Società

Questioni di genere: il maschilismo (r)esiste ancora, purtroppo

Maschilismo, vecchia e nuova piaga dell’incomunicabilità tra i generi. Non cominciate con la storia che sto attaccando il genere maschile, ne faccio parte, proprio per questo ho tutto l’interesse a migliorare la qualità del rapporto tra di noi e con il sesso femminile. Però effettivamente, se qualcuno parte con le solite polemiche, non fa altro che rinforzare quanto vado dicendo. Parlare del maschilismo non significa santificare il femminile, ma soffermarsi su quello che non è accettabile nel relazionarsi ad esso.

Incontro il maschilista più nelle mie relazioni interpersonali che nel lavoro, questo perché, nei contesti amicali o non professionali, si sta molto di meno sulla difensiva e si è certi di trovare la solidarietà degli altri maschi. Anche il maschio non maschilista, se in un gruppo di maschilisti, può, nel migliore dei casi, tacere, nel peggiore, diventare complice per non sentirsi escluso.

Il maschilista duro e puro toglie soggettività alla donna, la oggettivizza perché questo gli dà maggiori garanzie, relazionarsi a una persona è infinitamente più complesso che relazionarsi a un oggetto. Egli non dispone di capacità mentali adeguate e non vuole essere un’offesa, ma solo una constatazione. Lo stereotipo incanala in concetti mentali semplici, non dà modo di pensare perché il tutto è già pensato in forma statica e immutabile.

Il non maschilista fatica molto a parlare con il maschilista, di solito, gli viene scaricata rabbia repressa, il maschilista non concepisce il pensiero altro da sé, lo espelle come un corpo estraneo e può arrivare a complimentarsene. Il maschilista è autoreferenziale, ma dà il meglio quando si muove in branco, spingendosi in competizione. Chi c’è l’ha più lungo, chi c’è l’ha più duro, fate voi, l’importante è avercelo. Il gruppo sostiene, nel bene o nel male, talvolta potenzia.

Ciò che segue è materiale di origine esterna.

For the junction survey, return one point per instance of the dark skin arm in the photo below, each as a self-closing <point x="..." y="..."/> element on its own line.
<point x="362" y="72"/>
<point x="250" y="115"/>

Il maschilista è un insicuro, ecco perché ha bisogno che i ruoli siano ben definiti. Il maschilista è uomo, né più né meno del non maschilista, ma è un uomo condannato a stare nel limite, a farsi carico di una rigidità che lo condiziona nelle relazioni, ecco perché spesso non ha altri strumenti che la violenza e l’umiliazione per ripristinare la sua sedicente superiorità. Spesso il maschilista non sa di essere tale, magari pensa che le donne non si toccherebbero neanche con un fiore (le altre, su quelle in relazione con lui, nutro qualche perplessità).

Il maschilista non ha opinioni sul maschile/femminile, ma certezze, non si interroga, ha già tutte le risposte senza bisogno di partire dalle domande, ha bandito il punto interrogativo dalla sua vita in quanto insostenibile.

Purtroppo il maschilista è ben lontano dall’essere una razza in via di estinzione, ma vive e prospera tra di noi, è in grado di riprodursi attraverso un certo tipo di educazione, fortunatamente lo stesso mezzo di cui disponiamo per contrastare il suo proliferare.